Researchers have developed a new framework that reduces generative AI hallucinations by up to 32%.
Today’s generative artificial intelligence (GenAI) platforms are powerful yet imperfect. While the large language models (LLMs) that power GenAI applications seem to provide plausible answers, the answers they provide often contain errors, which AI researchers refer to as “hallucinations.”
Researchers at SRI have developed a new framework called Pelican that improves the accuracy of GenAI responses, particularly in the context of image interpretation.
The research
“Even these big models can make mistakes,” said Pritish Sahu, a computer scientist at SRI’s Center for Vision Technologies. “That’s where Pelican comes in. It breaks claims down into smaller components and tries to verify individual pieces.”
In a recent paper accepted to the 2024 Conference on Empirical Methods in Natural Language Processing, Sahu and his colleagues demonstrated how, by decomposing responses into simpler sub-claims and validating to those sub-claims individually, Pelican improved the accuracy of five different Large Visual Language Models (LVLMs). In the team’s experiments, Pelican reduced hallucination rates by 8-32% across the five LVLMs in question. Critically, Pelican provides users with the flexibility to plug in numerous pre-built analytical tools and programs, which can often verify sub-claims more efficiently and effectively than the core LLMs/LVLMs.
“Pelican provides, for the first time, a seamless combination of code generation and execution with natural language reasoning,” said Ajay Divakaran, technical director of the Vision and Learning Laboratory in SRI’s Center for Vision Technologies. “And all this task distribution and outsourcing is completely transparent.”
That means that Pelican doesn’t just improve the accuracy of the final answers; the researchers also have access to all the smaller questions and answers that the framework used.

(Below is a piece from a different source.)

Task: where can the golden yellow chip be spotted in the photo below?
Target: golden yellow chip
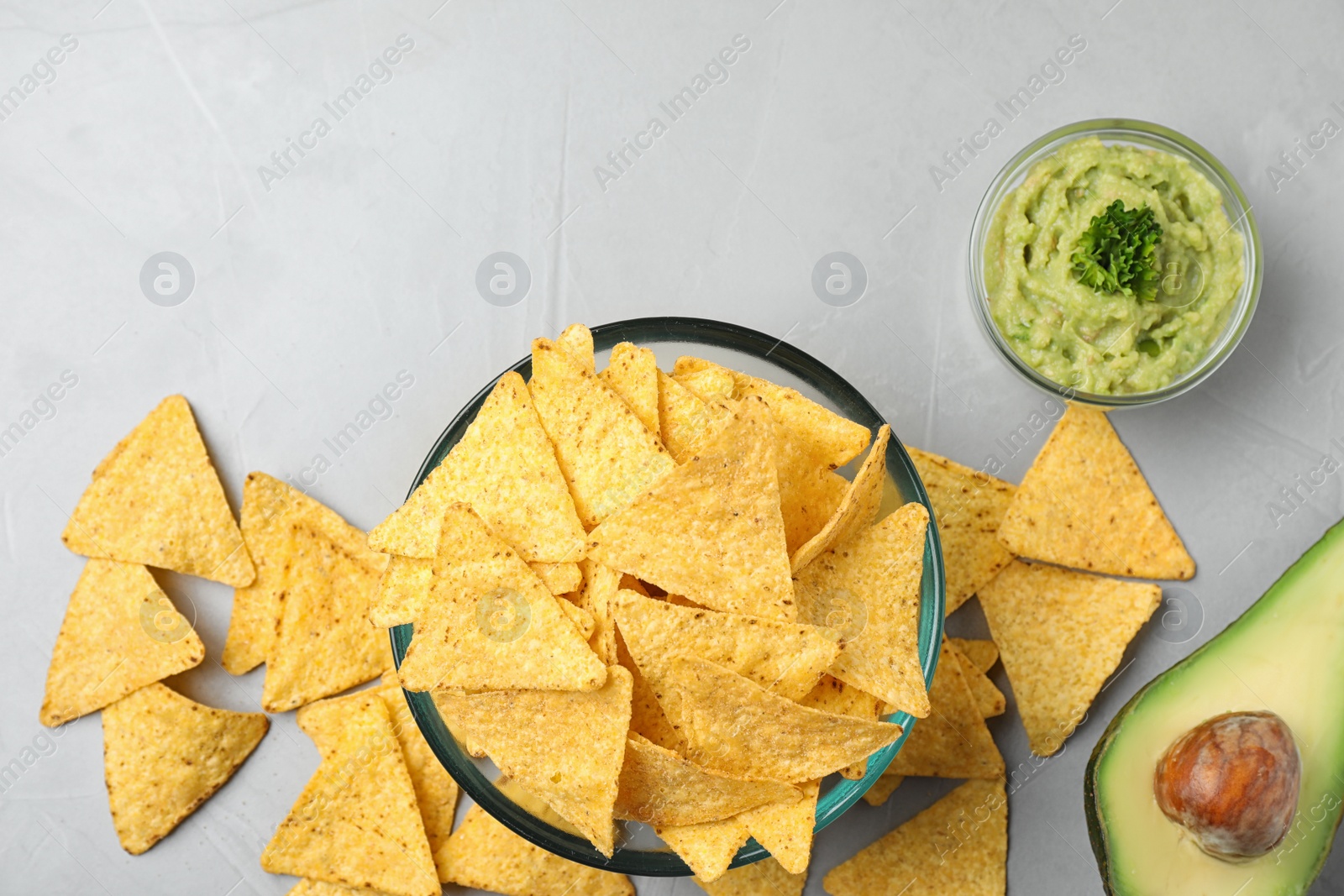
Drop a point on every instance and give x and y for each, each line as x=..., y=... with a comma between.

So if Pelican provides an answer that is incorrect, it’s easy for the researchers to look at the sub-tasks and see where the error originated.
“Pelican provides better accuracy and better explainability,” Divakaran said. “If you know where the breakdown happened, then you know concretely what you need to do to fix it.”
Why it matters
Around the world, AI researchers are intently focused on minimizing GenAI hallucinations. While GenAI shows tremendous potential to improve productivity and access to knowledge, persistent errors will limit the scalability of GenAI tools, particularly in fields and use cases where complete accuracy is essential.
In the near term, there is not likely to be a single solution to GenAI hallucinations. Instead, frameworks like Pelican will be layered into GenAI tools, steadily improving their accuracy.
“We used a narrow, concrete problem to showcase Pelican, but the framework is applicable to any kind of task that can be decomposed into individual sub-tasks,” Divakaran said. “We are working to widen the scope of Pelican and to make it more flexible and powerful in the future.”